そのおかげで、新たな被害は出なくなっていたのだ。
さすがにあきらめたのかな?と梓が呟き、なくなったものを見つけるのも重要だろ、と静夜の隣で腕を組んでいた秦智帆が答えたのが今朝のこと。
なのにまた、今日、なくなってしまった。
「桜?」
やんわりと静夜がたずねてくる。どう答えればいいのかがわからなくて、ただ首を振った。きっと宇都宮は「北条が珍しいことしてる!」と驚くだろうが、静夜は違う。
きっと静夜なら、言わなくてもわかってもらえるとも思った。
静夜は泣き続ける桜の肩にごく自然な仕草で手をおくと、唇を彼女の耳にそっと寄せる。「鏡?」とささやいて離れると、首をかしげた。
そう。鏡だ。――祖母からもらった手鏡をなくした、と静夜に言ったとき。彼が「かわりにはならないだろうけどさ」と言って、買ってくれた大切な鏡。
静夜の気持ちが嬉しくて(好きな人から貰っただけでも嬉しいのに!)幸せで、桜はそれが宝物のように思えたのだ。だから私物がなくなる危険の高い学校には持ってこないようにしていたのに。それを。
「あの、ね。なくすの、嫌だから。家に、おいてたのに」
「間違って持ってきた?」
「うん」
喋ることがスイッチであるかのように、涙がさらにあふれて来る。
珍しすぎる自分の様子に、呆れた宇都宮どんな顔をしているだろう。そんなことが気にかかって、かけている眼鏡以上にぶあついレンズになっている涙の幕の奥に、相棒の姿を探す。

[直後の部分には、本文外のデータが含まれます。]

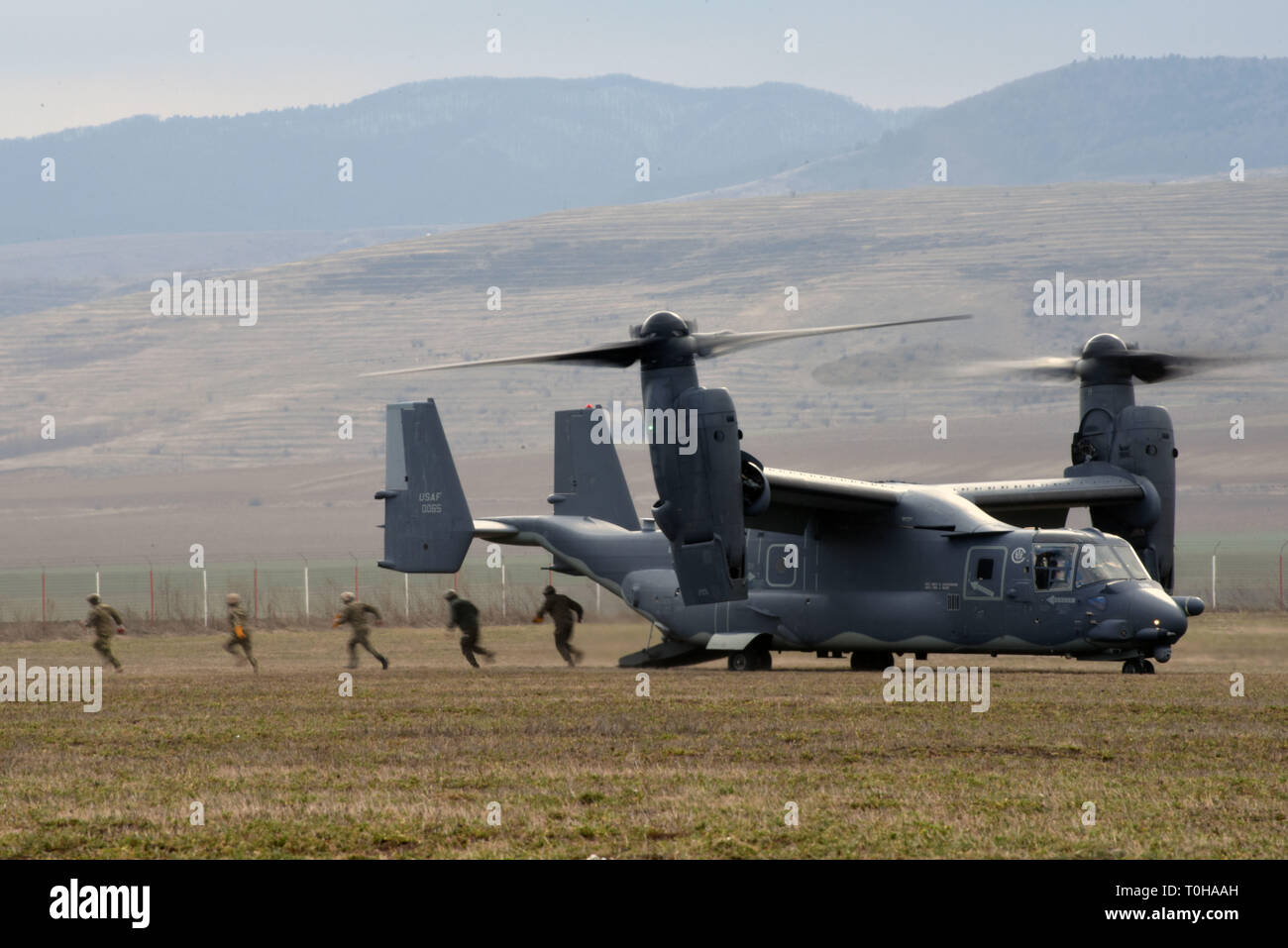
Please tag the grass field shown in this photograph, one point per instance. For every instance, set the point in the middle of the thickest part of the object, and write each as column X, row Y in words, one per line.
column 704, row 767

泣いている桜の横にいたときよりも、宇都宮はバツが悪そうに遠くを見ていた。
静夜は軽く桜の肩を抱いて、ぽんぽん、となぐさめるように背をたたく。
そのリズムが。なんだかひどく、安心した。
「大丈夫だよ、桜。ぜったいに見つけるからさ」
ね、と言って静夜は笑う。
クラスメイトや、他のクラスの生徒たちは、静夜のことをいつも、可憐で可愛くって女友達みたい!と言っている。けれど桜は一度も、静夜を同性と思ったことはなかった。
「うん」
静夜が見つかるというのなら、見つける手段はあるのだろう。
よし、と思った。だったら絶対に見つけて、ついでに今までとられたものも見つけ出してやろう!とも思った。

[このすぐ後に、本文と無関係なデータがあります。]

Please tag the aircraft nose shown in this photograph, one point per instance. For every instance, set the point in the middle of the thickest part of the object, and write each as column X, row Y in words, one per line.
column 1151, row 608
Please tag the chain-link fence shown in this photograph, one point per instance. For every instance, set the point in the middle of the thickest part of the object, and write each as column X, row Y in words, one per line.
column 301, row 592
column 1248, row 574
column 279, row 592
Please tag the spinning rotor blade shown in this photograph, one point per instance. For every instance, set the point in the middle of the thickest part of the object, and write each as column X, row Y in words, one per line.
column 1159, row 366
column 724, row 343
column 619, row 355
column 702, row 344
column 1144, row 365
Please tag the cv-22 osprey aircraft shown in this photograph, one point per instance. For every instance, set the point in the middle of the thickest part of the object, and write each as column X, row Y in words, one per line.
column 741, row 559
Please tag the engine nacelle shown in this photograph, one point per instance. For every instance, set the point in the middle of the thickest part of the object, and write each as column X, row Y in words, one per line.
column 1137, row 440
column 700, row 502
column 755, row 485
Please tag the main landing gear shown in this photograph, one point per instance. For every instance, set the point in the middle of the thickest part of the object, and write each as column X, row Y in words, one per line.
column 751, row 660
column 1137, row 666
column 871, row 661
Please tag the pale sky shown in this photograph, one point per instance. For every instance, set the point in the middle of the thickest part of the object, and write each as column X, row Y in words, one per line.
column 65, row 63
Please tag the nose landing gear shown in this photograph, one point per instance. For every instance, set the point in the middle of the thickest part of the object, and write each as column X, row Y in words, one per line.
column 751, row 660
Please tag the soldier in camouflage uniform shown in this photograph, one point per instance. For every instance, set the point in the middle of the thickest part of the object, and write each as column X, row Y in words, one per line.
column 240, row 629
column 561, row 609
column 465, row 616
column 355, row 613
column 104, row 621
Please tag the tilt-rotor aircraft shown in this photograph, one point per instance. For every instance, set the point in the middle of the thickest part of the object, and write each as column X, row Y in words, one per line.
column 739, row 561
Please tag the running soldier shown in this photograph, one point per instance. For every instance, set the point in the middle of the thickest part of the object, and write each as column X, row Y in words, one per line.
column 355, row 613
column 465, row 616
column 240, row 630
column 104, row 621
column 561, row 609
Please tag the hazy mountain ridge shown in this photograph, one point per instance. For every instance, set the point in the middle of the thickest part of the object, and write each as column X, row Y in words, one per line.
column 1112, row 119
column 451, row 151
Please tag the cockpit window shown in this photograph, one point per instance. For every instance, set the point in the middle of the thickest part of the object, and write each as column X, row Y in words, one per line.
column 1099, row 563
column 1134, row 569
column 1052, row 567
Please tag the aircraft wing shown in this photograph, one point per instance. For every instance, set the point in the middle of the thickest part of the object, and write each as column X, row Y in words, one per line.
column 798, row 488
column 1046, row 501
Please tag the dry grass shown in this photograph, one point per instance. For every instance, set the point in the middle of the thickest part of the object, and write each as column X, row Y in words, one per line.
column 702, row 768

桜の気持ちの変化に気づいたのか、静夜は目を細めると肩においた手を離して立ち上がる。「亮」と呼ぶと同時に、靴音も高く教室の真ん中へと歩いた。
傾いた西日が、窓から差し込んできて、静夜の姿をうかびあがらせる。
エプロン姿で迫力などあったものではないはずだが、まるで今の彼は探偵だ。
宇都宮亮は「ん?」と首をかしげ、急いで静夜の隣に進む。
静夜は携帯電話を取り出して、にやっと笑った。
「今回は、副委員長の許可を頂きたいところ」
「はあ?」亮が盛大に首をかしげると、静夜は亮の肩に手をおいた。
「委員長を狙うってことは、二年A組を狙うことと同義。僕らを敵にするなんて、いい覚悟してると思わない?」
「そりゃあ、思う。腹立たしいよな。よりによって、北条のものを盗むなんて」
「だよね。で、僕らがさ、桜が”私物が盗まれてる”って言ってくれた時から、なにもしてなかったと思う?」
やたらと不穏に静夜が笑う。
あ、と亮は思って、同じような表情を浮かべた。
「犯人のあたり、つけてんのか?」
「それなりには。とはいっても、まだ検討をつけただけだけどね。このまま黙ってるなら、穏便にすませようと思ったんだ」
ついに桜を泣かせたし、と言って静夜は肩をすくめる。
「し、静夜君? それに宇都宮?」
感情の切り替えに成功をして、涙をとめることに成功した桜はあせって声を上げた。
二年A組をまとめてきた桜にはわかる。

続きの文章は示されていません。